渇いた小海老
小さな海老を飼った。いつの間にか死んでいた。
飼った瞬間は海老の事を好きだと言っていたのに、彼らはいつの間にか死んでいた。
小さな小瓶には海老と一緒にマリモも生きていた。そしていつの間にか死んでいた。好きという感情も一緒に枯れ果てていた。
またか、と私は目の前に小瓶を持ち上げた。
好きって何だろうって死骸に問いかけた。
長続きしなきゃいけないのかなって死骸に問いかけた。
貴方が死んだのは私のせいなのかなって死骸に問いかけた。
まぁ、そうなんだろうな。って改めて落胆した。
こうやって私は彼氏を捨てるんだろうなって思ってた。
こうやって私は子供も殺すんだろうなって思ってた。
渇いた愛。どうでもいい愛。すぐに飽きる愛。それだけが私の胸中に当然の如く居座っている。

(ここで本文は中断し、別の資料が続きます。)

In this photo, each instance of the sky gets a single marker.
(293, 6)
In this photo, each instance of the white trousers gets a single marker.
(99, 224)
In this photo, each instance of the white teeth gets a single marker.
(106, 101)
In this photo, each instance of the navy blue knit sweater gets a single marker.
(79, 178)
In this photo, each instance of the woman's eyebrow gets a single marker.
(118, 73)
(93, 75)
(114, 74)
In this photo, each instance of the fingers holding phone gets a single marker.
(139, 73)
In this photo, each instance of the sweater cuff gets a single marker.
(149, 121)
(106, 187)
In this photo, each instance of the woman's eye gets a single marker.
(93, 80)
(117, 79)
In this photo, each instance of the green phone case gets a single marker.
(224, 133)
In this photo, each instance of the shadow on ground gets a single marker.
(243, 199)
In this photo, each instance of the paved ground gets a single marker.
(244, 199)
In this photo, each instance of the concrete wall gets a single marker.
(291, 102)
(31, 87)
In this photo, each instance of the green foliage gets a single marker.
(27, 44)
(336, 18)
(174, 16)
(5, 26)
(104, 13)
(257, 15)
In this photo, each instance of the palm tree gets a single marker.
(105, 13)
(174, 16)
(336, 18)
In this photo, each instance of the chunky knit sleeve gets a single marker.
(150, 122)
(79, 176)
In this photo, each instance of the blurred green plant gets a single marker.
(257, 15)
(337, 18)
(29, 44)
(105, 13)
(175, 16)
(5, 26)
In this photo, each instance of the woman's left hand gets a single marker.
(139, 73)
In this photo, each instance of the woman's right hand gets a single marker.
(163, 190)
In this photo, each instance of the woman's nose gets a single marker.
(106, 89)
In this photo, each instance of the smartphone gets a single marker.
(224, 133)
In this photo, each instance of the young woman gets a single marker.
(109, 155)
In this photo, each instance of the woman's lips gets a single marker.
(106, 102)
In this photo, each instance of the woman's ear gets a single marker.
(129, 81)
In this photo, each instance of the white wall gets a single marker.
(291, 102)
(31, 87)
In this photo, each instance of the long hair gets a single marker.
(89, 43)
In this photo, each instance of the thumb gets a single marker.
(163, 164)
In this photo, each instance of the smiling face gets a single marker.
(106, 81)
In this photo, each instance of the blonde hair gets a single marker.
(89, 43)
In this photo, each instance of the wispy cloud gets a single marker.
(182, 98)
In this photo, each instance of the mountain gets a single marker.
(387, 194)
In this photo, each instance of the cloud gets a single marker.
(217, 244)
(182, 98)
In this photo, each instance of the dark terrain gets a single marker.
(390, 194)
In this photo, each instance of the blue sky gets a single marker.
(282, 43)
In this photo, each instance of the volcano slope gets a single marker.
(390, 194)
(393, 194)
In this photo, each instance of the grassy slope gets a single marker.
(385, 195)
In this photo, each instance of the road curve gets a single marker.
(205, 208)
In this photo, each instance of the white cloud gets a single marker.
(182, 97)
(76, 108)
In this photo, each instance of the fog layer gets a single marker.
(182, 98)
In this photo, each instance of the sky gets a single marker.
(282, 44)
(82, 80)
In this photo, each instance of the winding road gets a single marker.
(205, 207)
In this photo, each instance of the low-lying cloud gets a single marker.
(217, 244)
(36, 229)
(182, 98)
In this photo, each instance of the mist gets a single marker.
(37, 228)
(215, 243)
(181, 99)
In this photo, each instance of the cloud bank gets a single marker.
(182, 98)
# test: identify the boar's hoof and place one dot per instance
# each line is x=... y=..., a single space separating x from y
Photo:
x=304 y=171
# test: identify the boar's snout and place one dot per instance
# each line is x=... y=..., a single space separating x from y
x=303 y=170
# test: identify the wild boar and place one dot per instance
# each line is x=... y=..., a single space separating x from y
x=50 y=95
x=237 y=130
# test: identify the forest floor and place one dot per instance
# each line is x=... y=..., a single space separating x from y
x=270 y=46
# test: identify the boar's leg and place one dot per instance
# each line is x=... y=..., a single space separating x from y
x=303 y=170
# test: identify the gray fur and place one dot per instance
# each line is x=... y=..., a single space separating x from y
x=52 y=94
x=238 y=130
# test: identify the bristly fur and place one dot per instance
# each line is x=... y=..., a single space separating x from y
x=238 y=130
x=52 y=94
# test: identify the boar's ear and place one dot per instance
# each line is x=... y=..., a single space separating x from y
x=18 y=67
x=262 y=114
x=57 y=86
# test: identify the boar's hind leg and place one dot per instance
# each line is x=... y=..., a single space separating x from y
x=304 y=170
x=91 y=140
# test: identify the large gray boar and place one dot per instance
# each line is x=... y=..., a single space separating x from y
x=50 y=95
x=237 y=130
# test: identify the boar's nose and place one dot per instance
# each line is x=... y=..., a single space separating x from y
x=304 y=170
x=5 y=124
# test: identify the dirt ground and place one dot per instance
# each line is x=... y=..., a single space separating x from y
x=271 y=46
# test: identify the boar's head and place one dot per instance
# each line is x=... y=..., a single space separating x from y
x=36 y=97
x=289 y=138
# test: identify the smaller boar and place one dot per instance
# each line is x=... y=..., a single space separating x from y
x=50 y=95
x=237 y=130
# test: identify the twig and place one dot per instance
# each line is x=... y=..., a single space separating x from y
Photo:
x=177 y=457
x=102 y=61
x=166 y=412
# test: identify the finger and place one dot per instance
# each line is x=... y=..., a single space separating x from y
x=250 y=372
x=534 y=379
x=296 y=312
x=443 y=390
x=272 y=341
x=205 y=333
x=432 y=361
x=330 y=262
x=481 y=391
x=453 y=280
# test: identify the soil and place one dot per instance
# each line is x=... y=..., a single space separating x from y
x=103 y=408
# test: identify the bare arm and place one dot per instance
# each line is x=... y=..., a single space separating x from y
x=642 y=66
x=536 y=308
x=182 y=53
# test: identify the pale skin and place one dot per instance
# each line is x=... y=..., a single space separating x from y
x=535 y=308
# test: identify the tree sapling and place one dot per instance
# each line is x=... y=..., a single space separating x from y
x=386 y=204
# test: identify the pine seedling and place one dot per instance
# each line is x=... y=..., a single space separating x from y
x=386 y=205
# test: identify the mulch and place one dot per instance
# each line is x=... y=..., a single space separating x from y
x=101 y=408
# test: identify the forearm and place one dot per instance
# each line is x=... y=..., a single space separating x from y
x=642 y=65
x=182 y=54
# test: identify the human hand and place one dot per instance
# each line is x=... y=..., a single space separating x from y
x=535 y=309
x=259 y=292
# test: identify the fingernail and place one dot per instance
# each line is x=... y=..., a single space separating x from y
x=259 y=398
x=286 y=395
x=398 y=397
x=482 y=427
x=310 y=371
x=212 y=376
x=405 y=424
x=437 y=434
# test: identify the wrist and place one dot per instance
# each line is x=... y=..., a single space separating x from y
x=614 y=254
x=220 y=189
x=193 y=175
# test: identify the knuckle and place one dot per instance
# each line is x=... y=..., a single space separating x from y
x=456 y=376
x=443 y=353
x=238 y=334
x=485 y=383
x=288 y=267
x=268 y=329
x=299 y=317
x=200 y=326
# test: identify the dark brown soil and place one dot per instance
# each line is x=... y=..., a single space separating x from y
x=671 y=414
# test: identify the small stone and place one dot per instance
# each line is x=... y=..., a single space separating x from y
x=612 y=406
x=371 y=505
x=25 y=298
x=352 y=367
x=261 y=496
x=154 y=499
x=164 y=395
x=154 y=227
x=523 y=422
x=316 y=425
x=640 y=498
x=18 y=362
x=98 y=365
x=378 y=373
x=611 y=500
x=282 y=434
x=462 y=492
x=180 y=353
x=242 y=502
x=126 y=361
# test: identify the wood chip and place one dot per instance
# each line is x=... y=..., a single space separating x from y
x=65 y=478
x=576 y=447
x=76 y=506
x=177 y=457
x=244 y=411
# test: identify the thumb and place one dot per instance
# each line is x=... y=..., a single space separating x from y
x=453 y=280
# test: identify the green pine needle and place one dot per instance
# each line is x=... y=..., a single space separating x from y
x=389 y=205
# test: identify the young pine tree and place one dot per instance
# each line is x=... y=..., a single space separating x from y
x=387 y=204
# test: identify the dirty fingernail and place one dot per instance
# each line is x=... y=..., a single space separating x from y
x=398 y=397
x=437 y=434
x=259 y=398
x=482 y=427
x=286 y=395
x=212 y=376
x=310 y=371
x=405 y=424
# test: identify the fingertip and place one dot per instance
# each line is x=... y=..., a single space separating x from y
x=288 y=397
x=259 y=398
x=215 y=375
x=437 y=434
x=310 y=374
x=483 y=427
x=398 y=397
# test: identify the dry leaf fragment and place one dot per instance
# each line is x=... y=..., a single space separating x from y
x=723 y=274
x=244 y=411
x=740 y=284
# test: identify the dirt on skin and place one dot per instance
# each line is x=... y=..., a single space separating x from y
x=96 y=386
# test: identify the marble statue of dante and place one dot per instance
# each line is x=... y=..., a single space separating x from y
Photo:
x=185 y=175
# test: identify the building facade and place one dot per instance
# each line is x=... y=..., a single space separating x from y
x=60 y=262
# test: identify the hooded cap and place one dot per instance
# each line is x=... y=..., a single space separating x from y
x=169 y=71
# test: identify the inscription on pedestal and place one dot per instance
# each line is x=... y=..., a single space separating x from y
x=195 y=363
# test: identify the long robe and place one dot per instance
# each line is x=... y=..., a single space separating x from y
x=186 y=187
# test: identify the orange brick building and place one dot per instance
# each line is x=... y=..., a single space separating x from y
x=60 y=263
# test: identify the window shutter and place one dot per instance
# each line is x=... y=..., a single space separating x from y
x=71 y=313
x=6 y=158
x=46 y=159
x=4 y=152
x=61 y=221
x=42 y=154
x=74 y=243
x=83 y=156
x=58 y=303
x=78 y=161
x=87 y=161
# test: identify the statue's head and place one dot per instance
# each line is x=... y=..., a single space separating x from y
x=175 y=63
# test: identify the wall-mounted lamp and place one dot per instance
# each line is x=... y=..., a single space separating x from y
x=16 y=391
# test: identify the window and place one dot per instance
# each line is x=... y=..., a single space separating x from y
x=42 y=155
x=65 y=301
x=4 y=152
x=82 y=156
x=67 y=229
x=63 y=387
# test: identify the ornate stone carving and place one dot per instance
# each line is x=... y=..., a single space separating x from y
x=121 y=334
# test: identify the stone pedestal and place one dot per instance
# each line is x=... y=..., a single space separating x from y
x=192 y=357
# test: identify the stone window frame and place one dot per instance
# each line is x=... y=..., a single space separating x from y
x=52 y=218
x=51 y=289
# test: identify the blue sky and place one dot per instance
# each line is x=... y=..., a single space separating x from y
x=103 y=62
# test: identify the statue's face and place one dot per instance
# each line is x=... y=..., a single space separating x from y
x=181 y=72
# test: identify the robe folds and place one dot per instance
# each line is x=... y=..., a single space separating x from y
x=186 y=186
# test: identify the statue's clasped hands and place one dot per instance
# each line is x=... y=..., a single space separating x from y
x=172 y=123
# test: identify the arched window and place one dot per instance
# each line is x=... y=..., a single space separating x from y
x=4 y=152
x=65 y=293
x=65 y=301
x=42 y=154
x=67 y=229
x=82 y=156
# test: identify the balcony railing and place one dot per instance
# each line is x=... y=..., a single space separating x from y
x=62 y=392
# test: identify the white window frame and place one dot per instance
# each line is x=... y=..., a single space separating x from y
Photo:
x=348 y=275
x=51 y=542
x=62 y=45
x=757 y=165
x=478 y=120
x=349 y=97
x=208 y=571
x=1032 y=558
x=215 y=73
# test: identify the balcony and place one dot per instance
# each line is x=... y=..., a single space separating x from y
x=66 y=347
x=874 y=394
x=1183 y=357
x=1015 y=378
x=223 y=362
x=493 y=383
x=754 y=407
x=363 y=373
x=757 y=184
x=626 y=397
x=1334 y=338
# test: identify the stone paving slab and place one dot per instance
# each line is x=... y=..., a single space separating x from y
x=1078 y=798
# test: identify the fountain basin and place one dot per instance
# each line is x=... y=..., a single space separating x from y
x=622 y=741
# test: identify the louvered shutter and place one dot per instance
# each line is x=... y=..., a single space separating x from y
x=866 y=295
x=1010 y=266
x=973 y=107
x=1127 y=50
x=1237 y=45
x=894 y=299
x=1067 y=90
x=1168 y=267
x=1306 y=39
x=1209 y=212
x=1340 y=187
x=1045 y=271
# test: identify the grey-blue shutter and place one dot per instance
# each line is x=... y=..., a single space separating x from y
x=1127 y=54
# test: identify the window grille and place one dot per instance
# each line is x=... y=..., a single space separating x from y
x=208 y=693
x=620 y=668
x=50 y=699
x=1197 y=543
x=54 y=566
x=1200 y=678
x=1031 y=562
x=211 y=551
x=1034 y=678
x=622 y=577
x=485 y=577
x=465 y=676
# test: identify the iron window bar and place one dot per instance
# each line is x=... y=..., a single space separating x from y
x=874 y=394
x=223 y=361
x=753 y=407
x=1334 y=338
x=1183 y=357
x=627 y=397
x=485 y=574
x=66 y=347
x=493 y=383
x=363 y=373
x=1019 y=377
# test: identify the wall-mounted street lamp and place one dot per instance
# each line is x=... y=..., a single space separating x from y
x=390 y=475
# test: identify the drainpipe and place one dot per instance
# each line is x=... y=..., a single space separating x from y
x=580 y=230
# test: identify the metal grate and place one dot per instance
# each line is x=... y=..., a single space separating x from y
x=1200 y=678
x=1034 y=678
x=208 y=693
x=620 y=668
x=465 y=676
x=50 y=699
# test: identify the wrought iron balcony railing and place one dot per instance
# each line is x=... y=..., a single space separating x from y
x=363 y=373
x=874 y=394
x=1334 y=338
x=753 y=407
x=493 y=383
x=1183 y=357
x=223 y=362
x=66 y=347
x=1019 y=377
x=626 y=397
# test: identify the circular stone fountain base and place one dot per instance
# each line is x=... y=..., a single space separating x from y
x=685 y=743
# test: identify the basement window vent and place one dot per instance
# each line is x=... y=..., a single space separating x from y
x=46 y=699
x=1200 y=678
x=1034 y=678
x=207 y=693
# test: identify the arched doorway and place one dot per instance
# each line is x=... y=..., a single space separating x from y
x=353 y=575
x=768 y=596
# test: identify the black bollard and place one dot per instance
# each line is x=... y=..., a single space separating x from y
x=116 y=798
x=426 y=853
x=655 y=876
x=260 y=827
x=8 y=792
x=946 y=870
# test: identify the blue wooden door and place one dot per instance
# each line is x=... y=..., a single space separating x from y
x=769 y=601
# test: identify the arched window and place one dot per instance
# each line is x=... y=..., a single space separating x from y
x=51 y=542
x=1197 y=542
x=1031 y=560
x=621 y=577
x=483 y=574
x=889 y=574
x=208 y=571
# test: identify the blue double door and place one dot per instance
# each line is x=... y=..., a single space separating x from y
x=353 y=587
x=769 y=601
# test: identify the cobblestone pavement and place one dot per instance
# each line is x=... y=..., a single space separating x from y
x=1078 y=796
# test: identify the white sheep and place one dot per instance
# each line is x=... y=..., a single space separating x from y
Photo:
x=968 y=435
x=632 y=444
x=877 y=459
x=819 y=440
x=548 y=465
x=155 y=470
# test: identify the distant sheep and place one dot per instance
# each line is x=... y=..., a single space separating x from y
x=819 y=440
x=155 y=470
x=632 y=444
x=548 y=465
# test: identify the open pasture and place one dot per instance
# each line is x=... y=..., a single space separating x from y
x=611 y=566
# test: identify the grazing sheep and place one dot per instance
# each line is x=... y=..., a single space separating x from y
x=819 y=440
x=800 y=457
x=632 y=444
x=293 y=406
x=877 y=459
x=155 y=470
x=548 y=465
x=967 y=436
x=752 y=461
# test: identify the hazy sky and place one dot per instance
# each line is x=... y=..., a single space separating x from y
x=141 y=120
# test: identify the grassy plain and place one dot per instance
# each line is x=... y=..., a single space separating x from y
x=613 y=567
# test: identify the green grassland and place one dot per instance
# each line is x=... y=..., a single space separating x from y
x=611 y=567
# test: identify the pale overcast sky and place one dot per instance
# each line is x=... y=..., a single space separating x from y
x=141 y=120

だから、愛があっても付き合わない。結婚しないし子供も作らない。そう決めていた。
「ペットだって粗雑に扱って良い訳じゃないだろう」
うん。それは自分でも分かってた。その筈なのに、何で海老なんて飼っちゃったんだろうな。どうせすぐに殺すのに。
小瓶の水面に浮かぶ小さい四匹の海老を掬い上げて、小さく切ったキッチンペーパーの上に置いた。
せめて素揚げにして食べてあげようと思ったから。彼らが食べられるのかどうかはどうでも良かった。ただ命を無駄にしたくなかった。
サラダ油、何処だっけ。そうやって探すだけの時間が作業のように過ぎていく。
やっぱり、それは渇いた時間だった。